Khoury College of Computer Sciences, Northeastern University, Boston, Massachusetts, USA.
Department of Mathematical Sciences, Kent State University, Kent, Ohio, USA.
Mol Cell Proteomics. 2023 Jan;22(1):100477. doi: 10.1016/j.mcpro.2022.100477. Epub 2022 Dec 8.
Liquid chromatography coupled with bottom-up mass spectrometry (LC-MS/MS)-based proteomics is increasingly used to detect changes in posttranslational modifications (PTMs) in samples from different conditions. Analysis of data from such experiments faces numerous statistical challenges. These include the low abundance of modified proteoforms, the small number of observed peptides that span modification sites, and confounding between changes in the abundance of PTM and the overall changes in the protein abundance. Therefore, statistical approaches for detecting differential PTM abundance must integrate all the available information pertaining to a PTM site and consider all the relevant sources of confounding and variation. In this manuscript, we propose such a statistical framework, which is versatile, accurate, and leads to reproducible results. The framework requires an experimental design, which quantifies, for each sample, both peptides with PTMs and peptides from the same proteins with no modification sites.

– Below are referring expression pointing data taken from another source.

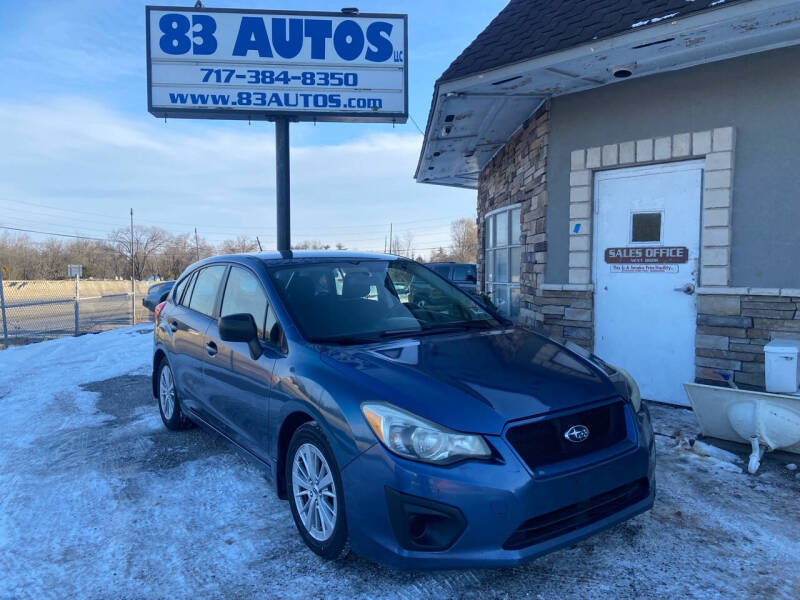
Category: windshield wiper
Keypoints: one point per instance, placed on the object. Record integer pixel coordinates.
(346, 339)
(435, 328)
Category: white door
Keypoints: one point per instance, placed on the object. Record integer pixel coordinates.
(646, 257)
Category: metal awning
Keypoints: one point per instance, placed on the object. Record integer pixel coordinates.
(473, 117)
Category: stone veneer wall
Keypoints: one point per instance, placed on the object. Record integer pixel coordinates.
(733, 328)
(567, 315)
(518, 175)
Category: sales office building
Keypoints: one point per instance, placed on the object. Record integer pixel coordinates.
(637, 167)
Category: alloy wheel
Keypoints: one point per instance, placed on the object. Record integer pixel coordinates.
(314, 492)
(166, 393)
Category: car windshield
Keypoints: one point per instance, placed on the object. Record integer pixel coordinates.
(361, 301)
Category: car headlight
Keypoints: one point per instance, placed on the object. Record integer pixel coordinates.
(413, 437)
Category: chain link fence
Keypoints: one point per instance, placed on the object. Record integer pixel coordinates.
(34, 311)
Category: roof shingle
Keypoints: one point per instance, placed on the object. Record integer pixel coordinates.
(538, 27)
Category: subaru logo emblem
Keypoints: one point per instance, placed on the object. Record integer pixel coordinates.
(577, 434)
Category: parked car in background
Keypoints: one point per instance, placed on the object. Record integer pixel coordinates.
(156, 294)
(464, 275)
(423, 434)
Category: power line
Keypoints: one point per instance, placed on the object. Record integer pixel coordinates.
(78, 237)
(357, 228)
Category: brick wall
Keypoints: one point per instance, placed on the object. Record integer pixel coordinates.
(732, 331)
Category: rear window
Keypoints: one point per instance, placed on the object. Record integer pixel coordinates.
(183, 284)
(204, 294)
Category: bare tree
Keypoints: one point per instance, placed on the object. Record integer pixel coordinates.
(148, 242)
(240, 245)
(403, 245)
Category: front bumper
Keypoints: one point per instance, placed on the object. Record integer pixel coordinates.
(495, 499)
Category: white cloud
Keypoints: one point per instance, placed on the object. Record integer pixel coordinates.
(83, 156)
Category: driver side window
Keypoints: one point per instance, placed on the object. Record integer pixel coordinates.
(244, 294)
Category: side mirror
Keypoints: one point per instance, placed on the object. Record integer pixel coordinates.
(240, 327)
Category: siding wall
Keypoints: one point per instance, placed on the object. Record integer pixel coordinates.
(757, 95)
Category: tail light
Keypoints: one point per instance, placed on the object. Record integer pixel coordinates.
(159, 308)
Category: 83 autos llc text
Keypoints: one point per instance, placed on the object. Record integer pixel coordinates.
(328, 66)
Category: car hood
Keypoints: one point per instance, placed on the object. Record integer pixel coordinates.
(476, 381)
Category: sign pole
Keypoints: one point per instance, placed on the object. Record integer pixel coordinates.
(77, 305)
(3, 310)
(282, 183)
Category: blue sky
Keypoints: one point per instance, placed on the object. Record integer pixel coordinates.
(80, 148)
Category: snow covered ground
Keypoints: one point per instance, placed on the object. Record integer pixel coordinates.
(98, 500)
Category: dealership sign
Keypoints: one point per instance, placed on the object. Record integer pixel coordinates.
(248, 64)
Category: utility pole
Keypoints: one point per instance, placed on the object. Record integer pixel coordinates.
(282, 183)
(133, 284)
(3, 310)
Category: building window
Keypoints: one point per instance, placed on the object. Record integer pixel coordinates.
(503, 259)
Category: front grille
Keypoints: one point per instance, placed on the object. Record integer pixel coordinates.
(575, 516)
(543, 442)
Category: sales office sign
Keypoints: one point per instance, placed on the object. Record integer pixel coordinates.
(652, 259)
(248, 64)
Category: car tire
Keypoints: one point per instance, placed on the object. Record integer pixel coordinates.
(316, 492)
(168, 404)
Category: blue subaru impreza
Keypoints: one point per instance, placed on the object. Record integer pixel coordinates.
(399, 415)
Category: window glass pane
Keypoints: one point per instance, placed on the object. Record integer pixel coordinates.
(489, 266)
(500, 298)
(369, 306)
(514, 304)
(205, 289)
(502, 228)
(271, 330)
(501, 266)
(516, 231)
(646, 227)
(244, 294)
(464, 273)
(514, 268)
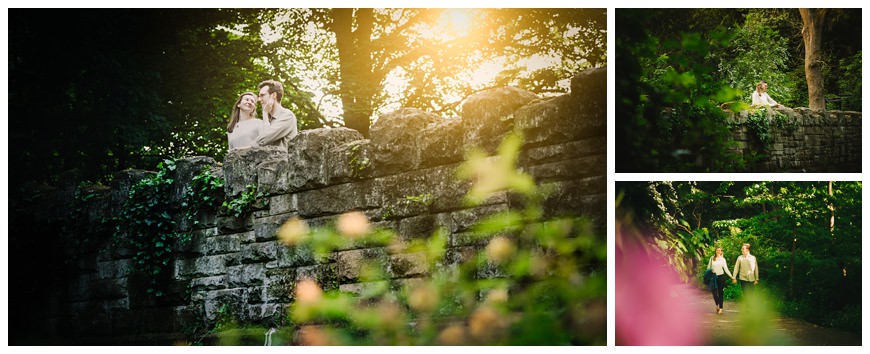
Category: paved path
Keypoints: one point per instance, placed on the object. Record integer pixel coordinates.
(784, 330)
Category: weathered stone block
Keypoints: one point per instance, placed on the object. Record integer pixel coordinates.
(351, 262)
(272, 176)
(229, 224)
(261, 252)
(441, 143)
(418, 227)
(240, 166)
(559, 152)
(586, 197)
(280, 285)
(309, 155)
(349, 161)
(204, 266)
(225, 302)
(109, 288)
(246, 275)
(220, 244)
(337, 199)
(325, 275)
(394, 140)
(560, 119)
(408, 265)
(570, 169)
(361, 288)
(185, 170)
(487, 116)
(295, 256)
(265, 228)
(463, 220)
(285, 203)
(114, 269)
(208, 283)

The proposed framework supports both label-free and tandem mass tag-based LC-MS/MS acquisitions. The statistical methodology separately summarizes the abundances of peptides with and without the modification sites, by fitting separate linear mixed effects models appropriate for the experimental design. Next, model-based inferences regarding the PTM and the protein-level abundances are combined to account for the confounding between these two sources. Evaluations on computer simulations, a spike-in experiment with known ground truth, and three biological experiments with different organisms, modification types, and data acquisition types demonstrate the improved fold change estimation and detection of differential PTM abundance, as compared to currently used approaches. The proposed framework is implemented in the free and open-source R/Bioconductor package MSstatsPTM.
基于液相色谱与自上而下质谱联用(LC-MS/MS)的蛋白质组学技术越来越多地用于检测不同条件下样品中翻译后修饰(PTM)的变化。此类实验数据分析面临许多统计挑战。这些挑战包括修饰型蛋白的丰度低、跨越修饰位点的观察肽数量少,以及修饰丰度和蛋白质整体丰度变化之间的混淆。因此,检测差异 PTM 丰度的统计方法必须整合与 PTM 位点相关的所有可用信息,并考虑所有相关的混淆和变异来源。在本文中,我们提出了这样一种统计框架,该框架具有通用性、准确性,并可产生可重复的结果。该框架需要一个实验设计,该设计对每个样本都定量测量有 PTM 的肽和没有修饰位点的相同蛋白质的肽。所提出的框架支持无标记和串联质量标签(tandem mass tag,TMT)的 LC-MS/MS 采集。统计方法通过拟合适合实验设计的单独线性混合效应模型,分别总结有和没有修饰位点的肽的丰度。然后,基于模型的推断关于 PTM 和蛋白质水平的丰度相结合,以解释这两个来源之间的混淆。在计算机模拟、具有已知真实值的掺入实验以及三个具有不同生物体、修饰类型和数据采集类型的生物学实验中的评估表明,与目前使用的方法相比,该方法可以提高折叠变化的估计和差异 PTM 丰度的检测。所提出的框架在免费和开源的 R/Bioconductor 包 MSstatsPTM 中实现。